L'effet est vertigineux, un peu comme un vieux comic book des 50's qui serait passé entre les ciseaux de la censure, une BD innocente en apparence mais très crue en vérité.... Le seul problème, la seule réserve, comme je disais plus haut, c'est que si Phillips parvient magistralement à refaire du Archie, il semble y avoir laissé beaucoup de son énergie.

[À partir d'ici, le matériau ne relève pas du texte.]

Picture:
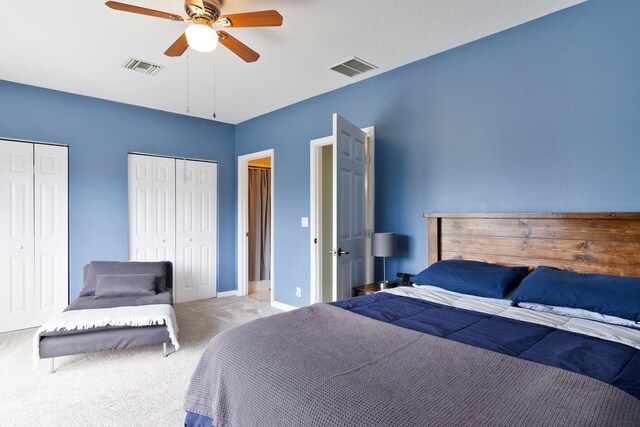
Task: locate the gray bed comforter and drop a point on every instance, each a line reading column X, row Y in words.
column 323, row 366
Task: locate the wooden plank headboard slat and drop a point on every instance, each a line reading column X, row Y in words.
column 607, row 243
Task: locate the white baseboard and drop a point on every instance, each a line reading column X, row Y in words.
column 260, row 285
column 283, row 306
column 225, row 294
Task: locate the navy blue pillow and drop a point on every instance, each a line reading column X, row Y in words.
column 472, row 277
column 612, row 295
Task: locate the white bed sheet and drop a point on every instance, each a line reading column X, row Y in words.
column 616, row 333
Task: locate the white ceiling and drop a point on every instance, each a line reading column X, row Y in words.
column 79, row 46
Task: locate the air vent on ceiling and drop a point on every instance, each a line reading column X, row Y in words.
column 141, row 66
column 353, row 67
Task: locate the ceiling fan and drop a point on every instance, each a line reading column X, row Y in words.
column 201, row 34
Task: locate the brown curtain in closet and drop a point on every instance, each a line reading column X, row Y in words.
column 259, row 224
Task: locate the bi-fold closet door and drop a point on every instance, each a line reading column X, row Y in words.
column 173, row 217
column 34, row 266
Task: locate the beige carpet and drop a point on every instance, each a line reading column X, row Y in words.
column 134, row 387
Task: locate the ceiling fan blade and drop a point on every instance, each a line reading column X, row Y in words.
column 265, row 18
column 237, row 47
column 178, row 47
column 143, row 11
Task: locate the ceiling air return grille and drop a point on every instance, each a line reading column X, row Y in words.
column 353, row 67
column 141, row 66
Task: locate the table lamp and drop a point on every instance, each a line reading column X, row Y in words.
column 383, row 245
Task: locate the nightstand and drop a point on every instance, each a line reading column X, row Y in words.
column 372, row 288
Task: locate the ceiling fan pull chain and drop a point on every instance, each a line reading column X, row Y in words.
column 187, row 82
column 214, row 85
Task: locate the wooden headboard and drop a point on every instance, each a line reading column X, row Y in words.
column 607, row 243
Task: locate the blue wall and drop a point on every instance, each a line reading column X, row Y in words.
column 99, row 134
column 542, row 117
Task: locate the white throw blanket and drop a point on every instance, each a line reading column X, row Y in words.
column 140, row 315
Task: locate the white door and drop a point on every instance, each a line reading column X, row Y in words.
column 17, row 305
column 51, row 231
column 152, row 207
column 196, row 235
column 349, row 206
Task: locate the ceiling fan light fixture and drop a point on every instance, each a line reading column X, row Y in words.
column 202, row 37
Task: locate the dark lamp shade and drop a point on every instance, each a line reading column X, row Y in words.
column 383, row 244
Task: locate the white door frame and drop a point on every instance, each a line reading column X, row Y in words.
column 315, row 227
column 243, row 226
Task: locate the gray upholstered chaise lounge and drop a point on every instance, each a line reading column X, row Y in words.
column 68, row 342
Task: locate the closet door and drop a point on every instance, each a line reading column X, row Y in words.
column 51, row 231
column 17, row 305
column 151, row 208
column 196, row 230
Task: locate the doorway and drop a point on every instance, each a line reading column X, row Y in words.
column 324, row 286
column 255, row 225
column 259, row 228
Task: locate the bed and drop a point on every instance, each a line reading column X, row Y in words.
column 431, row 356
column 129, row 316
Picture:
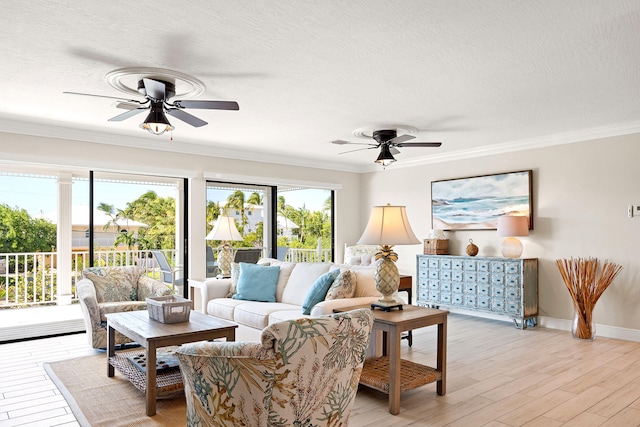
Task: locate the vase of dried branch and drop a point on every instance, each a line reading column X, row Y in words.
column 586, row 282
column 583, row 326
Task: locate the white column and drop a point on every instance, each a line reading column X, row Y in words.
column 197, row 228
column 179, row 243
column 64, row 240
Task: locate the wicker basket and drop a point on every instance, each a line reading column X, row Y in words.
column 169, row 309
column 436, row 246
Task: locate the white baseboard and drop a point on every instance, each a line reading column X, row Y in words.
column 606, row 331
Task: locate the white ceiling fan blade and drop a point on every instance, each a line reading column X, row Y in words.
column 400, row 139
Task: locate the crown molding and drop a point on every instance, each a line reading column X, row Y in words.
column 77, row 134
column 18, row 126
column 524, row 144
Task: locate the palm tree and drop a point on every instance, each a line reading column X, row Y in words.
column 114, row 214
column 255, row 198
column 326, row 206
column 236, row 201
column 213, row 212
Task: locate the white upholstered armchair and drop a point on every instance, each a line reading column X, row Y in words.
column 304, row 372
column 104, row 290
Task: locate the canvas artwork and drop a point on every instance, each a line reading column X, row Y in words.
column 476, row 203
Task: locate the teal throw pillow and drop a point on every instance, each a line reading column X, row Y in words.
column 319, row 290
column 257, row 282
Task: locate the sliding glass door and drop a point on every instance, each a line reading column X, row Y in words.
column 287, row 223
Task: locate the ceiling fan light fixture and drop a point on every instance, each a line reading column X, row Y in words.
column 157, row 122
column 385, row 158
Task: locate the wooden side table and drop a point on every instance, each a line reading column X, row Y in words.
column 392, row 375
column 406, row 285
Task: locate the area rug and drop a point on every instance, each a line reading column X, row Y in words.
column 97, row 400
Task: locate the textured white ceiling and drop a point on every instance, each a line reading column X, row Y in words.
column 479, row 76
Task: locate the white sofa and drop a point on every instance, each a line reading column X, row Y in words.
column 294, row 283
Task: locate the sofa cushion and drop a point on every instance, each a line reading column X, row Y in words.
column 257, row 282
column 284, row 315
column 256, row 314
column 301, row 280
column 344, row 286
column 223, row 307
column 319, row 290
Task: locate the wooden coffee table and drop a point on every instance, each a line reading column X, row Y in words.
column 152, row 335
column 389, row 373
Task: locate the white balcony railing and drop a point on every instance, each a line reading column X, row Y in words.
column 30, row 279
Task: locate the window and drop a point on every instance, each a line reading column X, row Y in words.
column 305, row 222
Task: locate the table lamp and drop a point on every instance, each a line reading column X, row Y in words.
column 388, row 226
column 224, row 230
column 510, row 227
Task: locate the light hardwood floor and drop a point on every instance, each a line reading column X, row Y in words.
column 497, row 376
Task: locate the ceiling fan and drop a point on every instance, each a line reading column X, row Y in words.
column 157, row 94
column 388, row 141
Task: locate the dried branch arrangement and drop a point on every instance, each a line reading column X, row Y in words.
column 586, row 282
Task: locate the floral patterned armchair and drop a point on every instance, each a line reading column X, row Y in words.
column 305, row 372
column 104, row 290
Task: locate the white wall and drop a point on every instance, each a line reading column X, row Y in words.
column 580, row 196
column 57, row 154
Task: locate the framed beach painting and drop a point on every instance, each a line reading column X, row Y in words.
column 477, row 202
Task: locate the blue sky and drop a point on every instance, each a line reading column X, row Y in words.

Car, quand il illustre les passages au présent dans son style habituel, réaliste et sombre, j'ai trouvé son trait nettement plus bâclé que d'habitude, ses personnages moins soignés, les décors plus expédiés. Il a toujours travaillé très vite, et il est probable qu'il ait signé ces planches en même temps qu'il réalisait un autre comic book, mais tout de même, ce n'est pas au niveau qu'on lui connait.

Toutefois, et je tiens à le souligner, ça n'impacte que peu le plaisir de cette lecture. C'est même sûrement le récit Criminal le plus étonnant, le plus percutant depuis Putain de nuit ! (tome 4). Un petit classique qui en appelle d'autres... Cette histoire clôt la deuxième Intégrale parue chez Delcourt en beauté (couverture ci-dessous).